As is well known, Putin is a former KGB officer. The KGB was the Thug in Chief of the Soviet administration. The KGB template was adopted in all the Soviet satellites, where torture and the threat of it was the primary tool of controlling a population not disposed to communist rule. The misplaced ideological basis for Putin’s behaviour is more complex than that, the brutality justified by a grandiosity of vision, with him at its apex.

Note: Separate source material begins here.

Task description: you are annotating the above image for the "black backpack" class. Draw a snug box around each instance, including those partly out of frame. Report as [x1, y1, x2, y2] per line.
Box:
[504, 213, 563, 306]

What must also be remembered is that members of the secret police were among the elite of the Communist Party, enjoying the many financial and lifestyle benefits that were denied the others. Why this is important is because it provided the strongest motivation for supporting the party line. The higher standard of living in a society where poverty was forever knocking on the door, is a powerful attraction. More so than ideology, comrade.
And therein lies a potent negotiating tool against communist dictators: threaten their perks. Threaten the perks of their inner circle.
Now, Russia’s President Thug is one of the clan, a clan that includes (among others) Lenin, Khrushchev, Castro, Tito, Mao, Maduro, Ho Chi Minh and the aforementioned Stalin. None of these thugs went hungry when their people did.
The clan has its genesis in Marxism and the birth of communism, when thugs took power by force and kept it by force. That movement was a product of its times. But times have changed. Forced child labour, for example, is no longer a scourge of the capitalist class. ‘Workers unite’ is an obsolete slogan.
These communist leaders are living versions of Animal Farm ‘bosses’, so let’s not be surprised by their violent behaviour, even towards their own people.
As if to demonstrate the accuracy of my father’s observation about the thugs of Moscow, there came the uprising known as The Prague Spring (1968). He wrote about the Prague Spring as “a landmark in the history of the world Communist movement. Its significance, however, lies not in its short-lived success, but in its suppression.”
Some 30 years prior, there had been the Hungarian Revolution of 1956, which, after its short-lived success, had also been suppressed, also by Soviet force.
China’s ‘boss’ for life Xi Jinping is a communist thug with Chinese characteristics – but equally vulnerable where all such thugs are. In their own family home. The West must remember that.